## Description:

Again Alice and Bob is playing a game with stones. There are N piles of stones labelled from $1$ to $N$ , the i th pile has $a_i$ stones.

First Alice will choose piles of stones with consecutive labels, whose leftmost is labelled with $L$ and the rightmost one is $R$ . After, Bob will choose another consecutive piles labelled from $l$ to $r (L \le l \le r \le R)$ . Then they're going to play game within these piles.

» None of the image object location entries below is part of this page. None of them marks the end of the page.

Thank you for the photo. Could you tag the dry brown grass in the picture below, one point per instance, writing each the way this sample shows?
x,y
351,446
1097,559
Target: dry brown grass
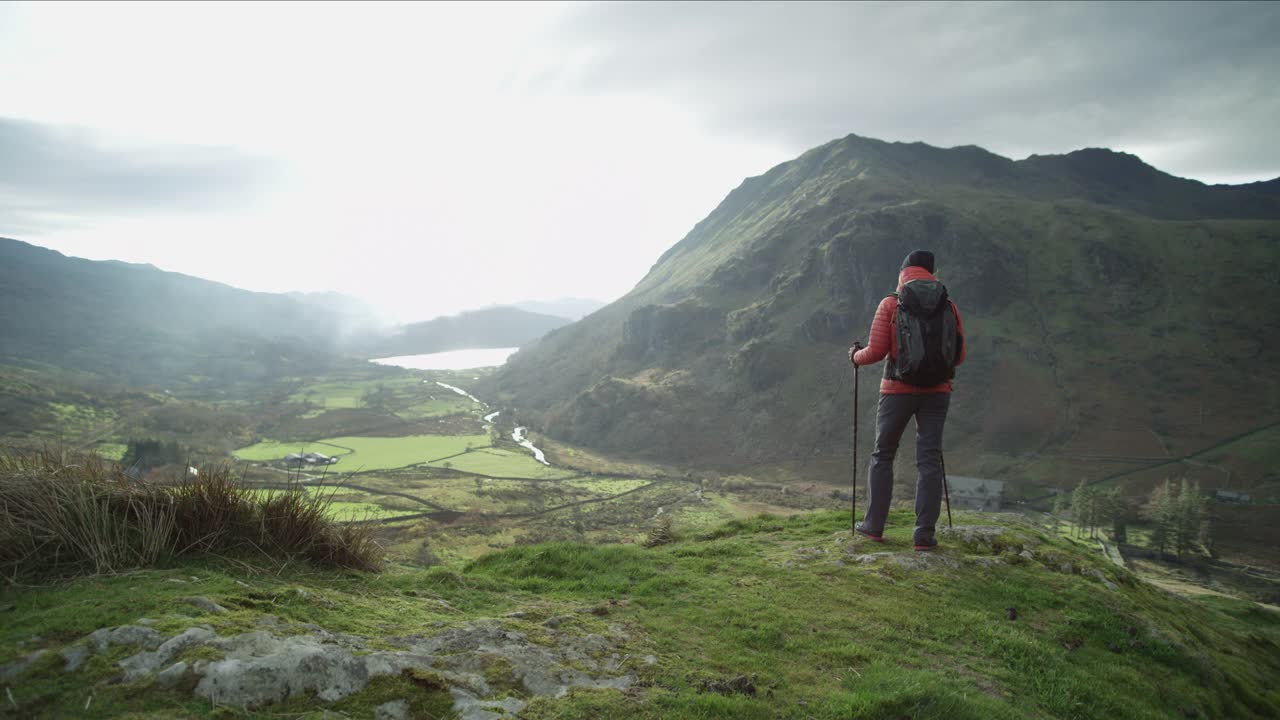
x,y
73,514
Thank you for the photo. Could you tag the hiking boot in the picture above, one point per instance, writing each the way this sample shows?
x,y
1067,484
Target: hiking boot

Here's the rules of the game: Alice takes first and the two will take turn to make a move: choose one pile with nonegetive stones and take at least one stone and at most all away. One who cant make a move will lose.

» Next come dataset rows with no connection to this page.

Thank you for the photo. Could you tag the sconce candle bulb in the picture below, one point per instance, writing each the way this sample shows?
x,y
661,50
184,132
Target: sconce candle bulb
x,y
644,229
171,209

Bob thinks this game is not so intersting because Alice always take first. So they add a new rule, which is that Bob can swap the number of two adjacent piles' stones whenever he want before a new round. That is to say, if the $i$ th and $i+1$ pile have $a_i$ and $a_i+1$ stones respectively, after this swapping there will be $a_i+1$ and $a_i$ .

Before today's game with Bob, Alice wants to know, if both they play game optimally when she choose the piles from L to R, there are how many pairs $(l, r)$ chosed by Bob that will make Alice win.

## Input:

Input contains several test cases.

For each case:

The fisrt line contains $N$ , $M$ . $N$ is mentioned aboved ans M is the number of the sum of game rounds and the times of Bob's swapping.

The second line contains $N$ integars $a_1,a_2,...a_n$ , indicating the number of each piles' stones.

The next $M$ lines will have an integar $opt (1 \le opt \le 2)$ , indicating the type of operation.

If opt equals $1$ , then $L$ and $R$ follow. Alice and Bob start a new round and Alice choose $L$ and $R$ as mentioned.

If opt equals $2$ , then $POS$ follows. Bob will swap the piles labelled $POS$ and $POS+1$ .

$0 \le a_i \le 1,000,000$

$1 \le N,M \le 100,000, \sum N, \sum M<600,000$

$1 \le L \le R \le N$

$1 \le POS<N$

## Output:

For each case:

For each opt which equals $1$ , you shall output one line with an integar indicating the number of pairs $(l,r)$ that will make Alice win the round.

3 3
4 0 4
2 2
2 1
1 1 3

## Sample Output:

3

### 题目链接

1. l r 求区间 $[l,r]$ 内 $NIM$ 博弈先手必胜区间数量
2. pos 将 $a_{i}$ 与 $a_{i+1}$ 交换

$NIM$ 博弈必胜表示区间异或和为零，即左右端点异或和前缀和相等

## AC代码:

#include <bits/stdc++.h>
const int maxn = 1e5 + 5;
const int maxm = 1e5 + 5;
const int maxb = (1 << 21) + 5;
int n, m;
int block;
int a[maxn], b[maxn];
struct Query { int l, r, t, id; };
Query qry[maxm];
int upd[maxm];
int qrytot, updtot;
long long cur;
long long cnt[maxb];
long long ans[maxm];
void Add(int idx) { cur += cnt[b[idx]]++; }
void Sub(int idx) { cur -= --cnt[b[idx]]; }
void Modify(int t, int i) {
if (upd[t] >= qry[i].l && upd[t] <= qry[i].r) Sub(upd[t]);
b[upd[t]] ^= a[upd[t]];
std::swap(a[upd[t]], a[upd[t] + 1]);
b[upd[t]] ^= a[upd[t]];
if (upd[t] >= qry[i].l && upd[t] <= qry[i].r) Add(upd[t]);
}
int main() {
std::ios::sync_with_stdio(false);
std::cin.tie(nullptr);
while (std::cin >> n >> m) {
block = std::pow(n, 2. / 3);
qrytot = updtot = 0;
memset(cnt, 0, sizeof(cnt));
for (int i = 1; i <= n; ++i) {
std::cin >> a[i];
b[i] = b[i - 1] ^ a[i];
}
for (int i = 1, opt, l, r, p; i <= m; ++i) {
std::cin >> opt;
if (opt == 1) {
std::cin >> l >> r;
qry[++qrytot] = (Query) {l - 1, r, updtot, qrytot};
} else if (opt == 2) {
std::cin >> p;
upd[++updtot] = p;
}
}
std::sort(qry + 1, qry + qrytot + 1, [&] (const Query &k1, const Query &k2) {
if (k1.l / block != k2.l / block) return k1.l < k2.l;
if (k1.r / block != k2.r / block) return k1.r < k2.r;
return k1.t < k2.t;
});
cur = 0;
int l = 0, r = -1, t = 0;
for (int i = 1; i <= qrytot; ++i) {
while (l < qry[i].l) Sub(l++);
}